# "sweaty" M&P soap?



## bee (Jun 18, 2007)

I'd like to make soap (kinda obvious, eh?) But I don't want to make it with lye for reasons. I've been looking at melt and pour soaps, but some site said they weren't that great. That they only last for a week or two, and they start to "sweat" or melt after they get wet, or even if they don't. Is there a certain way to make it so it doesn't do that? Some way that will make it last for several months at least?


----------



## Tabitha (Jun 18, 2007)

I have M&P as well as CP in my tub right now, any bar that sits in a water filled soap dish or is in a constant spray zone from your shower head will get mushy & melt. I *think* the sweating they are refering to is... on a humid day... the excess of glycerin in the M&P soap will draw moisture out of the air & bead up on the M&P soap bar, which is just an example of how that same soap will draw moisture out of the air to your skin, which is a good thing.
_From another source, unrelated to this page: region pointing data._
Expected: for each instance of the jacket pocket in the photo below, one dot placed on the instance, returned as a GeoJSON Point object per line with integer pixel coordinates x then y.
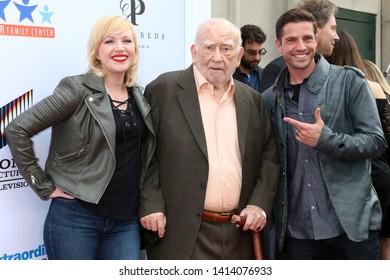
{"type": "Point", "coordinates": [72, 155]}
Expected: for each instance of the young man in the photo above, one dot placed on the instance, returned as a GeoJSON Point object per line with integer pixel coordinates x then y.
{"type": "Point", "coordinates": [249, 71]}
{"type": "Point", "coordinates": [326, 122]}
{"type": "Point", "coordinates": [216, 155]}
{"type": "Point", "coordinates": [324, 12]}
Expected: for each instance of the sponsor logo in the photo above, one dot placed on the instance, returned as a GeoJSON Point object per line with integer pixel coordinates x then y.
{"type": "Point", "coordinates": [11, 110]}
{"type": "Point", "coordinates": [36, 253]}
{"type": "Point", "coordinates": [132, 10]}
{"type": "Point", "coordinates": [24, 25]}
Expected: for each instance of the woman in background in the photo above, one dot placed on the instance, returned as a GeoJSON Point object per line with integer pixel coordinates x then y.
{"type": "Point", "coordinates": [374, 74]}
{"type": "Point", "coordinates": [102, 141]}
{"type": "Point", "coordinates": [345, 52]}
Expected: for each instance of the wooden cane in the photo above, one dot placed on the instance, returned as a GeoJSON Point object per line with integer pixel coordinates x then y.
{"type": "Point", "coordinates": [236, 219]}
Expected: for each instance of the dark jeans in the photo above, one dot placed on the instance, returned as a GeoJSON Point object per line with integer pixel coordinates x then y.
{"type": "Point", "coordinates": [337, 248]}
{"type": "Point", "coordinates": [72, 232]}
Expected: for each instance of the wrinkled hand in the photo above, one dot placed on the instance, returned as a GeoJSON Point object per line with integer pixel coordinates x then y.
{"type": "Point", "coordinates": [306, 133]}
{"type": "Point", "coordinates": [256, 218]}
{"type": "Point", "coordinates": [155, 222]}
{"type": "Point", "coordinates": [60, 193]}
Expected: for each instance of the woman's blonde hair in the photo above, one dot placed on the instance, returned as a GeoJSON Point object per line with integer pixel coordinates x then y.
{"type": "Point", "coordinates": [104, 27]}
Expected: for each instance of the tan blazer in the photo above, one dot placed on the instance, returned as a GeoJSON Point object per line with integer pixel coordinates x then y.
{"type": "Point", "coordinates": [177, 178]}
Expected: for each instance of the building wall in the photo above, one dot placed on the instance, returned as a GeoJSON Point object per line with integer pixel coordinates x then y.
{"type": "Point", "coordinates": [265, 13]}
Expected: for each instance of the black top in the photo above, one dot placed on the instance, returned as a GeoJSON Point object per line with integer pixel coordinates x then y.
{"type": "Point", "coordinates": [120, 200]}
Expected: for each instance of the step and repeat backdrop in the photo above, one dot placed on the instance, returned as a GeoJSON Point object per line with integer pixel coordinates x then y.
{"type": "Point", "coordinates": [43, 41]}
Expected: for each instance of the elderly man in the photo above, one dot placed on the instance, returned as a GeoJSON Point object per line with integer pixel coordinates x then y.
{"type": "Point", "coordinates": [216, 155]}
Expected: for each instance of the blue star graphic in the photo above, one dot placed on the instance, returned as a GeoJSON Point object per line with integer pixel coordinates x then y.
{"type": "Point", "coordinates": [3, 5]}
{"type": "Point", "coordinates": [25, 11]}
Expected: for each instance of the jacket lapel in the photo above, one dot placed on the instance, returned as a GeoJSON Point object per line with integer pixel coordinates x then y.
{"type": "Point", "coordinates": [242, 111]}
{"type": "Point", "coordinates": [189, 102]}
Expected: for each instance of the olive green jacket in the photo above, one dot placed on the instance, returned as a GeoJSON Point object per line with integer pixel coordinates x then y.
{"type": "Point", "coordinates": [81, 159]}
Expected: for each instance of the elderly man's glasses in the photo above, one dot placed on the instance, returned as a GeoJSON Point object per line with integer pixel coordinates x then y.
{"type": "Point", "coordinates": [253, 52]}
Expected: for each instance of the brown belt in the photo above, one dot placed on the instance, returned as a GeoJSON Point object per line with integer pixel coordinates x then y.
{"type": "Point", "coordinates": [219, 217]}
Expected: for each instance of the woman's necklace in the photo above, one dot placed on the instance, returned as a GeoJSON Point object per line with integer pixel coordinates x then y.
{"type": "Point", "coordinates": [118, 103]}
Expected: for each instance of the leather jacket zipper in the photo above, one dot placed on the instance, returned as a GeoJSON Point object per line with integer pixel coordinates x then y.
{"type": "Point", "coordinates": [77, 154]}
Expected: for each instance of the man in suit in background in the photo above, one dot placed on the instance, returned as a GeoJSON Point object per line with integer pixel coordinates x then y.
{"type": "Point", "coordinates": [216, 155]}
{"type": "Point", "coordinates": [324, 11]}
{"type": "Point", "coordinates": [249, 71]}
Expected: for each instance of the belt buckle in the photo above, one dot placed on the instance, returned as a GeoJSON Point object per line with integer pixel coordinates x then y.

As long as you make your M&P on days that are not extra humid & wrap them air tight in cello or other similar wrap, they should be fine.


----------



## dragonfly princess (Jun 18, 2007)

I put my soaps in the fridge on humid days and that seems to help alot with the sweating   It gets pretty humid here in MI


----------



## suzysoaping (Nov 3, 2012)

I know this post is really really old. But i'd like to add my bit of help as it might help new users looking back at these posts.

I've never had problems with soap sweating, but i do know if the soap does sweat you are to wrap them in cling film or plastic wrap.

I suppose it all depends on who you buy your bases from!!

i love mp soap making as it is so much fun and i'd recommend it to anyone who wants to get into this fun craft. however i would advise going for an sls free base


----------